Wie viel Fasnacht?

Die fasnächtlichen Tage vor der 6 wöchigen Fastenzeit bis Ostern wurden im Mittelalter in der christlichen Welt von der Kirche toleriert, obschon der Ursprung nicht primär christlich war. In keltischen Zeiten wurde zu dieser Zeit mit Masken und Gepolter versucht, den Winter zu vertreiben. Im Gegensatz zur katholischen Kirche verlor (mit Ausnahmen) der Brauch in der Reformation seine Bedeutung und geriet in Vergessenheit. Erst in der zweiten Hälfte des 20. Jahrhunderts wurde die Fasnacht auch wieder in traditionell reformierte Gebiete importiert und verlor mit der Zeit ihre Ursprungsbedeutung.

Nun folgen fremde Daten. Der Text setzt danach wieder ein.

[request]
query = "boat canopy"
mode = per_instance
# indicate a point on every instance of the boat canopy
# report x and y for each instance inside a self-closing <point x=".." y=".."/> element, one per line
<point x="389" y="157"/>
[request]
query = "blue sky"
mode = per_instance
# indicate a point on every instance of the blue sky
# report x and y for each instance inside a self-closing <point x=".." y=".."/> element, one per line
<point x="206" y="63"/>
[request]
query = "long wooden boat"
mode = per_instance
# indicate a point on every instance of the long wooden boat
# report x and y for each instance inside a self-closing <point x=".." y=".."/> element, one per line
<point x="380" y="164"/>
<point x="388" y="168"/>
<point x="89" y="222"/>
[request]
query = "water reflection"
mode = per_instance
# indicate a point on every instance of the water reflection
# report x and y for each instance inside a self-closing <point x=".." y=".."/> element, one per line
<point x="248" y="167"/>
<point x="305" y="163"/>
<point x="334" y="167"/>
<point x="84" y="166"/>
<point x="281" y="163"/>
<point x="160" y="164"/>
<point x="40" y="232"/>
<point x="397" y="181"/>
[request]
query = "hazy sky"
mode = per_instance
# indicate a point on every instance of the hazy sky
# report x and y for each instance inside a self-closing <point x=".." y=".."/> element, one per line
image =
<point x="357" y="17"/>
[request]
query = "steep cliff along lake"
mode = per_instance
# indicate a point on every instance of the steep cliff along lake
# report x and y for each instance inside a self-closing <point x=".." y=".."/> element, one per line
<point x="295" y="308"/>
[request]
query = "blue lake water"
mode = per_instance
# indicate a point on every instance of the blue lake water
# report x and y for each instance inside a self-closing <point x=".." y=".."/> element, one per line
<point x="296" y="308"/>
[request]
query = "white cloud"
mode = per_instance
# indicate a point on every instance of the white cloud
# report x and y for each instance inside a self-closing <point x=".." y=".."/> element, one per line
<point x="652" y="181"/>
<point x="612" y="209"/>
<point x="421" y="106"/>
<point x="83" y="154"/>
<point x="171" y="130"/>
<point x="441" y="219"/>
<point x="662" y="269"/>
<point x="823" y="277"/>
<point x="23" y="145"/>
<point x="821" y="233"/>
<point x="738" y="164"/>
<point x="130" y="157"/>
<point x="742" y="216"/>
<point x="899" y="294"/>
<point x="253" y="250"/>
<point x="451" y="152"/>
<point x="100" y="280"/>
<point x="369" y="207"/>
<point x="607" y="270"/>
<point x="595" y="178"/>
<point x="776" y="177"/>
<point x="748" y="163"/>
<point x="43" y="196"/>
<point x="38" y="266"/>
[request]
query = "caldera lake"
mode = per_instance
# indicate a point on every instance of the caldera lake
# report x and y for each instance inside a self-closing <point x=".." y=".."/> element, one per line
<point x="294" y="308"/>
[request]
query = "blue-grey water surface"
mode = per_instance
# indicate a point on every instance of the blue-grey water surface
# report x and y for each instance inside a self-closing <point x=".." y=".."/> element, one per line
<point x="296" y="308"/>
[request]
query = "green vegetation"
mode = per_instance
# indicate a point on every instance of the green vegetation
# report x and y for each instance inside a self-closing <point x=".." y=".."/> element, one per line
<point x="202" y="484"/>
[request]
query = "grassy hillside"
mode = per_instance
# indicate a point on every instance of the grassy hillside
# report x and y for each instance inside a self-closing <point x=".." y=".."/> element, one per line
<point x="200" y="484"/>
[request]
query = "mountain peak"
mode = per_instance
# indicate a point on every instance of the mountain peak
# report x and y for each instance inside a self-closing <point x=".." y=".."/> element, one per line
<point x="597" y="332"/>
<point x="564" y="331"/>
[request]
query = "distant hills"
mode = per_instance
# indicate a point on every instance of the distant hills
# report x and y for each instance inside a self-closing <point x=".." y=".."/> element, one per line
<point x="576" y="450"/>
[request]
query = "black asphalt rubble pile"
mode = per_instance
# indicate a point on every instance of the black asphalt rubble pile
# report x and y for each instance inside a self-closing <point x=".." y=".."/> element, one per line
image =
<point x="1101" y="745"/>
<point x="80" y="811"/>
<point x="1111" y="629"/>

Auf der einen Seite stellen institutionalisierte Fasnachtsbräuche in verschiedenen Orten einen kulturellen Wert dar wie z.B. der Morgestraich und die Schnitzelbänke in Basel. Auf der anderen Seite steht das persönliche Fasnachtsgebaren und Erlebnis des einzelnen Individuums.

Während in keltischen Zeiten vor allem Masken und Gewänder böser Geister getragen wurden um mit wilden Tänzen den Winter zu vertreiben, bietet heute die Fasnacht dem Einzelnen die Möglichkeit, durch Verkleidung und Maskierung einen Rollenwechsel zu vollziehen und diesen in der damit erreichten Anonymität ausgelassen auszuleben. Es ist die Möglichkeit, aus der von aussen und innen aufgezwungenen Rolle auszubrechen und in Wunschrollen schlüpfen zu können. Gleichzeitig bietet die fasnächtliche Narrenfreiheit  die Möglichkeit, auch Missstände und Tabus beim Namen zu nennen. Bereits im Mittelalter gab es Bräuche, dass während der Fasnacht Hierarchien umgekehrt wurden und z.B. weltliche und kirchliche Diener zu Herren wurden und umgekehrt.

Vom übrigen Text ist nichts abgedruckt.